Dalam laporan CNBCÂ International, Rabu, (18/12/2024), sebanyak 3,7 juta pelamar di seluruh negeri mengikuti ujian tahunan pegawai negeri sipil. Persaingan tercatat sangat brutal, di mana hanya satu dari sekitar 100 pelamar yang diperkirakan akan lolos untuk mengisi 38.100 posisi tingkat awal pemerintah yang tersedia tahun depan.
Sebagai perbandingan, tingkat pengangguran kaum muda usia 16-24 tahun di perkotaan China tetap berada di atas 17% sejak Juli lalu. Angka ini jauh lebih tinggi dibandingkan dengan Amerika Serikat yang berada di kisaran 10%.
Kondisi ini memicu kembalinya tren "mangkuk nasi besi" (iron rice bowls). Ini merujuk istilah lokal untuk pekerjaan pemerintah yang menawarkan stabilitas dan jam kerja tetap.
"Tidak banyak lowongan di luar sana. Sangat menyakitkan kehilangan tawaran kerja setelah berbulan-bulan mencari, tetapi ini menunjukkan betapa tidak stabilnya sektor swasta saat ini," ujar Coral Yang (22), lulusan universitas ternama di Shanghai yang kini memilih bersiap mengikuti ujian PNS setelah tawaran kerja dari sebuah agensi pemasaran dibatalkan akibat pemotongan biaya.
Data dari platform rekrutmen Zhilian Zhaopin menunjukkan pergeseran drastis, di mana sekitar 63% mahasiswa memilih sektor publik sebagai pilihan utama mereka pada 2024, melonjak dari 42% pada tahun 2020. Sebaliknya, minat bekerja di perusahaan swasta merosot dari 25,1% menjadi hanya 12,5% dalam periode yang sama.
Tekanan fiskal akibat krisis properti juga membuat pemerintah daerah kesulitan menambah jumlah staf. Akibatnya, rasio persaingan di beberapa provinsi kini menyaingi tingkat seleksi universitas paling elit di dunia. Di wilayah pedesaan tertentu, persaingan bahkan mencapai angka yang mengejutkan, yakni satu posisi diperebutkan oleh 6.470 pelamar.
Selain itu, minat terhadap pendidikan pascasarjana juga mulai meredup. Jumlah kandidat ujian masuk pascasarjana nasional turun menjadi 3,4 juta dari puncaknya sebanyak 4,74 juta pada tahun 2023. Hal ini mencerminkan pudarnya keyakinan bahwa gelar yang lebih tinggi akan menjamin prospek kerja yang lebih baik di pasar yang sedang lesu.
Para ekonom pun memberi peringatan soal ini.
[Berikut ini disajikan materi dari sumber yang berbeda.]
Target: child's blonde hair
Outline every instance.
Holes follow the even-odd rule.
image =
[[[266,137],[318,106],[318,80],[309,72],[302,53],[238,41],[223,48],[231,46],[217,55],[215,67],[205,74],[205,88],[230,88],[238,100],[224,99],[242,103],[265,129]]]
Fenomena "penumpukan talenta terbaik" di sektor publik ini dapat menghambat pertumbuhan ekonomi jangka panjang.
"Tren ini dapat melemahkan dinamika inovasi di ekonomi swasta karena lulusan terbaik lebih memilih birokrasi negara daripada jalur kewirausahaan yang berisiko tinggi," pungkas profesor dari S. Rajaratnam School of International Studies di Singapura, Mingjiang Li.